Materials and Methods:
Isolated nerve terminals (synaptosomes) purified from male Sprague-Dawley rat cerebral cortex were used to examine the effect of CGS-12066, a 5-HT1B receptor agonist, on glutamate release evoked by 4-aminopyridine (4-AP). Pharmacological activators and inhibitors of protein kinase cascades were used to investigate the possible downstream signaling pathway.
Results and Discussion:
Our results showed that CGS-12066 exhibited a concentration-dependent inhibition of 4-AP-evoked release of glutamate. In addition, this inhibition was prevented by chelating the intrasynaptosomal Ca2+ ions and by the vesicular transporter inhibitor, but was insensitive to the glutamate transporter inhibitor. The inhibition of evoked glutamate release was abolished by blocking the Cav2.2 (N-type) and Cav2.1 (P/Q-type) channels, but not by blocking intracellular Ca2+ release. Inhibition of Gi/Go-protein, adenylyl cyclase, and PKA also prevented the inhibitory effect of CGS-12066 on evoked glutamate release.

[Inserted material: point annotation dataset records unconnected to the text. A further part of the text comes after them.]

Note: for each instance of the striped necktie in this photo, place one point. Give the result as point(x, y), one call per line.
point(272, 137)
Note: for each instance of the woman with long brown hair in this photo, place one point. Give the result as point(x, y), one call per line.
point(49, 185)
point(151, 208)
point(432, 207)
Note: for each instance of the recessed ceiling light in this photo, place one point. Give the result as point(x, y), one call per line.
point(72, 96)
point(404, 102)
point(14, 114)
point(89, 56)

These results suggest that 5-HT1B receptor agonist inhibits glutamate release from rat cortical synaptosomes through the suppression of presynaptic voltage-dependent Ca2+ entry and G protein and the downstream adenylyl cyclase and PKA signaling cascade. These findings may delineate the possible analgesic mechanism of 5-HT1B receptor agonist.